Supervisely Format

Supervisely json-based annotation format supports such figures:

  • rectangle

  • line (polyline)

  • polygon

  • point

  • bitmap

Annotations are stored separately for each image.

Let's consider the following example:

Original image
Annotated image

Json for the whole project

Each project has predefined objects classes and tags. File meta.json contains this information.

{
"tags": ["vegetable", "fruit", "other", "breakfast", "lunch", "dinner"],
"classes": [
{
"title": "tomato",
"shape": "bitmap",
"color": "#F6FF00"
},
{
"title": "egg",
"shape": "polygon",
"color": "#00FF06"
},
{
"title": "bread",
"shape": "rectangle",
"color": "#FF0000"
},
{
"title": "basil",
"shape": "line",
"color": "#FF00B1"
},
{
"title": "mozzarella",
"shape": "point",
"color": "#0030FF"
}
]
}

Fields description:

  • "tags" - list of strings - all possible tags that can be assigned to images or objects

  • "classes" - list of objects - all possible object classes. Each object has the following fields:

    • "title" - string - the unique identifier of a class

    • "shape" - string - one of ["bitmap", "polygon", "rectangle", "line", "point"]

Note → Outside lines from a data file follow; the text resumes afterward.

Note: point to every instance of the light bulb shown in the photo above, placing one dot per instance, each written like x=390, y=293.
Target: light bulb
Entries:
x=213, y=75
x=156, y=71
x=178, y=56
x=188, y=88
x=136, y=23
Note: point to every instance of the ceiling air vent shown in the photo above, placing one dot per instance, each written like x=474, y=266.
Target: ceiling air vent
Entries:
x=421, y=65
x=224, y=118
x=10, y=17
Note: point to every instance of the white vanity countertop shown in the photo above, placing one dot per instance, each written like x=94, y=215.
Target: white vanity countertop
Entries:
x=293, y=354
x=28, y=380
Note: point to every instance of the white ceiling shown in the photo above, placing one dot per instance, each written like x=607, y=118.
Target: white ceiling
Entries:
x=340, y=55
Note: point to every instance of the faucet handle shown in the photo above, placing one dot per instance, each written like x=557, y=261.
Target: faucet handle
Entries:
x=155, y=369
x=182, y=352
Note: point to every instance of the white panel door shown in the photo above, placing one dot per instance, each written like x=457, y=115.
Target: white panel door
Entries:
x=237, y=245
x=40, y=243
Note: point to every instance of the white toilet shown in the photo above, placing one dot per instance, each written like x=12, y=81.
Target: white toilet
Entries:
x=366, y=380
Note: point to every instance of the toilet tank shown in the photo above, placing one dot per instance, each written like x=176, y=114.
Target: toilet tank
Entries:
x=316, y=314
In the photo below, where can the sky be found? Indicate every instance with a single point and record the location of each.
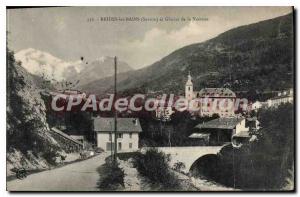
(70, 33)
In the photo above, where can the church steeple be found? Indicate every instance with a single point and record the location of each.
(189, 92)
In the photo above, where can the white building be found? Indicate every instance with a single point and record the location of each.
(256, 106)
(210, 101)
(282, 97)
(164, 113)
(128, 130)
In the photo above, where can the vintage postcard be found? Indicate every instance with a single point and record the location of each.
(150, 99)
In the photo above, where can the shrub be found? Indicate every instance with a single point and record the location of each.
(111, 176)
(179, 166)
(154, 165)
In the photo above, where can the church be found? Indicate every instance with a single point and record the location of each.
(211, 101)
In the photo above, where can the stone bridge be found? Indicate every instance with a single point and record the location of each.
(189, 154)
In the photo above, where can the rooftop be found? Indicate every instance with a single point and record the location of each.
(124, 125)
(220, 123)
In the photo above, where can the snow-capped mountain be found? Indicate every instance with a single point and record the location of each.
(46, 65)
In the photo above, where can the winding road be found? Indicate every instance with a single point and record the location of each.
(79, 176)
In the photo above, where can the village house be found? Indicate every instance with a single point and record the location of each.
(221, 130)
(164, 113)
(128, 130)
(211, 101)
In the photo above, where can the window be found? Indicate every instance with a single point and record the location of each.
(110, 146)
(120, 135)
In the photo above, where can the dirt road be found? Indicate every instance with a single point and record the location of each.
(80, 176)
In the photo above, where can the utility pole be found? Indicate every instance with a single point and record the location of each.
(115, 127)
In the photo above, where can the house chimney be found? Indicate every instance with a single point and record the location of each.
(135, 121)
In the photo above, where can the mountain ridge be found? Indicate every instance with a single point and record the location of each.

    • "color" - string - hex color code

Json for an image

For each image we keep a json file with annotations. Let's consider the structure of this file with the following example:

{
"description": "tasty food",
"name": "tomatoes-eggs-dish-the-green-plate-51163",
"size": {
"width": 2100,
"height": 1500
},
"tags": ["lunch"],
"objects": [...]
}

Fields description:

  • "description" (optional) - used to store the text we want to assign to the image. For example, it can be useful if you are going to build an image captioning system

  • "name" - image basename (filename without extension)

  • "size" - is equal to image size. Mostly, it is used to get the image size without the actual image reading to speed up some data processing steps.

    • "width" - image width in pixels

    • "height" - image height in pixels

  • "tags" - list of strings that will be interpreted as image tags.

  • "objects" - list of objects, which format will be described below

Figures: the elements of "objects" list

Rectangle

{
"description": "",
"tags": []
"bitmap": null,
"classTitle": "bread",
"points": {
"exterior": [
[
1075,
298
],
[
1517,
681
]
],
"interior": []
}
}

Fields description:

  • "description" - string - text description of an object

  • "tags" - list of strings - object tags

  • "bitmap" always equals to null

  • "classTitle" - string - the title of a class. It is used to identify the class shape from file meta.json

  • "points" - object with two fields:

    • "exterior" - list of two lists with two numbers (coordinates) [[left, top], [right, bottom]]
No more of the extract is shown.